Learn more in the Aggegate reference section.
Finally, before running your transform you'll always need to select which variables you want to keep in your output table. Perhaps you referenced a variable in this transform to create a new one, and now you don't need it anymore. Cutting variables means faster execution, and it is easy to add any variables back later and re-run the transform if you realize you need it, so in general try to keep this list as short as possible.
To propagate variables forward into your output table, they need to be in the right-hand box at the top of the transform labeled Keep. You can select any variable, or set of variables and click the > arrow button to move them over.
Learn more in the Variable selection reference section.
When you're ready to execute the transform click the Run button in the top right of the toolbar.

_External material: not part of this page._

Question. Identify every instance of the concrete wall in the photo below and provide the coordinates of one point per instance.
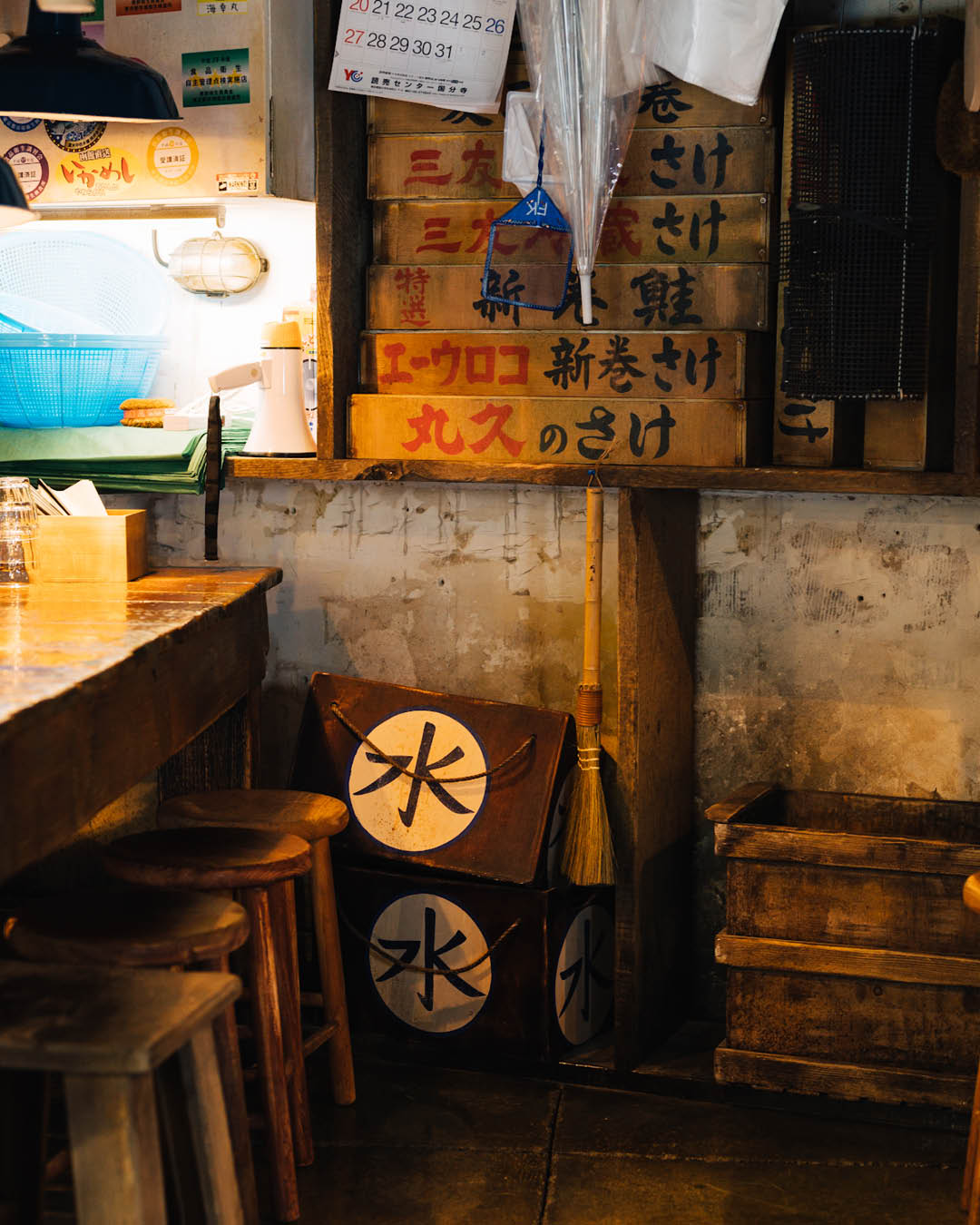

If this button is disabled, it might be because the transform is invalid for some reason. Hovering on this button will give you more information, or you can look for the alert symbol (!) to see where you'll need to fix the transform in order to make it valid to run.
Successfully running a transform will create a new output table. Click on this table to see your output and verify that the transform executed as you would expect. Does it have the approximate number of records you expect to see? If you click on a variable you can see summary statistics which can help you verify key variable concepts, such as the distinct number of values.
Every time you run a transform you will want to sanity check your output.
If there are any issues with your output table, or if you decide to go in a different direction, or add another step, it is easy to go back to your transform and start making changes.
You'll notice that this transform is now yellow and so is its output table. These edited and stale state indications help you keep track of work you're doing in your workflow, and you can easily revert to the previous successfully executed transform state at any point.
Run this transform again to see changes in the output table. This guide describes all the steps you can take in a single transform but perhaps you want to do one step at a time and run it in between each step to sanity check your output. This system is designed for iteration so make as many changes as you want to experiment and build the output you want.
From here you can continue to create transforms on your output table, tables from the dataset you added, or add any other dataset on Redivis. You might want to fit as many steps as you can into one transform, or make a long chain to more easily track your work and communicate it to others.
As you build more transforms you'll see that sometimes actions you take create stale chains of transforms. You can easily make upstream changes in your workflow (such as upgrading a dataset from the sample to the full dataset, or updating to a new version) and then run all transforms in your workflow with one click (a Run all option is available in the Map button menu).
You can use notebooks in a workflow to analyze data using Python, R, Stata, or SAS. These notebooks run in the browser with no additional configuration and seamless sharing with collaborators.
Learn more in the Work with data in notebooks guide.
If you'd like to export data to a different system, you can download it in various file formats, reference it programmatically in Python / R, or visualize in tools such as Google Data Studio.
Learn more in the Export to other environments guide.
Augment your data analysis in Redivis by uploading your own datasets, with the option to share with your collaborators (or even the broader research community).
Learn more in the Create and populate a dataset guide.
Redivis workflows are built for collaboration and include real-time visuals to see where collaborators with edit access are in the workflow, and a comments interface to discuss changes asynchronously.
Share your workflow to work with collaborators in real time, and make it public so that others can fork off of and build upon your work.